12 For in their quest for loyalty, adherence, and votes the rabid Stock-man and the demon-spawned De-Lay didst set banker against investor, real estate agent against developer, minister against churchgoer, pickup truck owner against NASCAR fan, NRA fanatic against hunter, small businessman against deregulator, and didst cause many another sign of chaos in the deep.

13 And there arose an honorable Lamp-Son of the Fortress called Bend, who sitteth on the banks of the River Brazos and verily of the Creek called Oyster, playing soothing but complex melodies upon the zither and the sackbut, the krumhorn and the cymbal, the tabor and the dulcimer; such that the people were delighted therewith under the sight of the Lord, and rewarded the modest Lamp-Son in the popularity polls and upon the hustings, even though he was of the tribe of Dems but of the subtribe of the Blue Dogs.

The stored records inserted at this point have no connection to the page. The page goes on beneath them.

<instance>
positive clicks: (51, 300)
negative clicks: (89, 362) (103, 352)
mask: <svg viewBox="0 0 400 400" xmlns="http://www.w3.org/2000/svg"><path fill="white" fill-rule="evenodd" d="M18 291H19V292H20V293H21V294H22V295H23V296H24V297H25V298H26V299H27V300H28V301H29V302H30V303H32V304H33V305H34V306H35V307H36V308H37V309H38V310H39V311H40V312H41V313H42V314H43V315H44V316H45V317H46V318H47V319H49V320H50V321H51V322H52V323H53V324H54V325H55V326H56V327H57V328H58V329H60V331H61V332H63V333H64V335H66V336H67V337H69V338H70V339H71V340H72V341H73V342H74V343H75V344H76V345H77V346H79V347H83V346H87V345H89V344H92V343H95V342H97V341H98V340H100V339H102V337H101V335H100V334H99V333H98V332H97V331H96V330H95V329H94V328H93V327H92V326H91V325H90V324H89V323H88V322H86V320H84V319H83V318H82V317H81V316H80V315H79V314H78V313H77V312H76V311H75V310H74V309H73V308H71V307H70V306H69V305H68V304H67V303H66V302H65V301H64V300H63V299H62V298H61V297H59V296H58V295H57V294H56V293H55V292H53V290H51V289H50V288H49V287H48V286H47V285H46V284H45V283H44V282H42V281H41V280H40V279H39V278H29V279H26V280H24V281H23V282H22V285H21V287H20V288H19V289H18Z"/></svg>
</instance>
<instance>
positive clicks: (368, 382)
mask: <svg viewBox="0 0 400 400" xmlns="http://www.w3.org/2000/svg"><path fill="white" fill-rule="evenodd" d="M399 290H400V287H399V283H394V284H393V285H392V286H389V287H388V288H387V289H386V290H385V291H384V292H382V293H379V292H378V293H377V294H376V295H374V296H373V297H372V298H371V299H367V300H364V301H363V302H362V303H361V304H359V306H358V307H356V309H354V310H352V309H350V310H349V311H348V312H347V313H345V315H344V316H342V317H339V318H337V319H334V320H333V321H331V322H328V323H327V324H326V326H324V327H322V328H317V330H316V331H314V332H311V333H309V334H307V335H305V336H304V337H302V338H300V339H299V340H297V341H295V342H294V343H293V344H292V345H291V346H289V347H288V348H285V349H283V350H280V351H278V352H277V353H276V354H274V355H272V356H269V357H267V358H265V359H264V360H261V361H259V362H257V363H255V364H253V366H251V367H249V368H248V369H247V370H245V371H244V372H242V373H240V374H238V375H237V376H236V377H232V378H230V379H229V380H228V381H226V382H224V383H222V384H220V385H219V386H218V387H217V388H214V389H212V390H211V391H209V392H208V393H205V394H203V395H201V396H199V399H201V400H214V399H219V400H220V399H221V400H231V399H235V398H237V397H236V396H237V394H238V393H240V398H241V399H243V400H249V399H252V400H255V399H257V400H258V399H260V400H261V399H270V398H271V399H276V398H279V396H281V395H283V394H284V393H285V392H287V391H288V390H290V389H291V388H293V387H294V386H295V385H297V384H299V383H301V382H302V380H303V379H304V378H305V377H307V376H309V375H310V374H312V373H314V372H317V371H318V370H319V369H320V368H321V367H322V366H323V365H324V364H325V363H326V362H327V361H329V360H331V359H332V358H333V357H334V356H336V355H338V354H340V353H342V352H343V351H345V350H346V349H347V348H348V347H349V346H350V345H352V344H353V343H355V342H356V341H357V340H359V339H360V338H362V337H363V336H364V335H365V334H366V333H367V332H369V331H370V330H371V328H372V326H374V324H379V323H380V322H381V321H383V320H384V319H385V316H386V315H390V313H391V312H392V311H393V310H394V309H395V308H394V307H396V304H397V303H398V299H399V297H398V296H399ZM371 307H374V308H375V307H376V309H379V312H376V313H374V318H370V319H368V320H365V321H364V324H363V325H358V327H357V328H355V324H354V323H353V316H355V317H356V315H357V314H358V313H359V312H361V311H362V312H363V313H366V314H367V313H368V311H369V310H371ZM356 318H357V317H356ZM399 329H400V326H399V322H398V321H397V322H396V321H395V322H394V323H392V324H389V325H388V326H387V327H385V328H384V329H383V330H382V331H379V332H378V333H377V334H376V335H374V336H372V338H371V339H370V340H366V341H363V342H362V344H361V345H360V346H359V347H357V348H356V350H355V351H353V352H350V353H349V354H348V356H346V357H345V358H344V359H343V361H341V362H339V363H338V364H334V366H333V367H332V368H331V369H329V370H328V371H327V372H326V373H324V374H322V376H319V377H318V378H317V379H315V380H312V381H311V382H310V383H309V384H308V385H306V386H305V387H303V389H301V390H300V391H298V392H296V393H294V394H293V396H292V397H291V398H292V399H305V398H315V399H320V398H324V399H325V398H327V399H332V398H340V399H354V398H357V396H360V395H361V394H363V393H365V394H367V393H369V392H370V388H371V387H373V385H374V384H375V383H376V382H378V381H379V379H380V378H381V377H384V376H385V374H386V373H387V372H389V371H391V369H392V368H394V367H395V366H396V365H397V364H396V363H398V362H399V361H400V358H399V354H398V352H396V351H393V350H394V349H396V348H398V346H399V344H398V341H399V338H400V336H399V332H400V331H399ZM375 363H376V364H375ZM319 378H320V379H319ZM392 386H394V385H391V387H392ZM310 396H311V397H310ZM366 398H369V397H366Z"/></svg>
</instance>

14 Whereupon the substantial Lamp-son didst bring forth the light of rational discourse on real pocketbook issues unto the 22nd District of the province of the Tejanos, yea, even to the hidden parts of the gated communities thereof.

15 And the demon-spawned De-Lay was sore abashed thereat, and in impotent fury didst gnash his teeth and grind his molars, whilst the rabid Stock-Man wrought wild writhings in the wilderness amongst the briars, like unto the jackal of the desert, in whom there is neither cleanliness, nor virtue, nor usefulness unto man, nor woman, nor beast of the field, nor fowl of the air, nor fish of the sea,

16 save that the rabid Stock-Man maimeth, woundeth and affrighteth the demon-spawned De-Lay forevermore, and unhindereth thereby the staunch Lamp-Son, who from the season of the election henceforward shalt serve the people without stint.

Here endeth the lesson from the Book of Schadenfreude; go in peace rejoicing therein.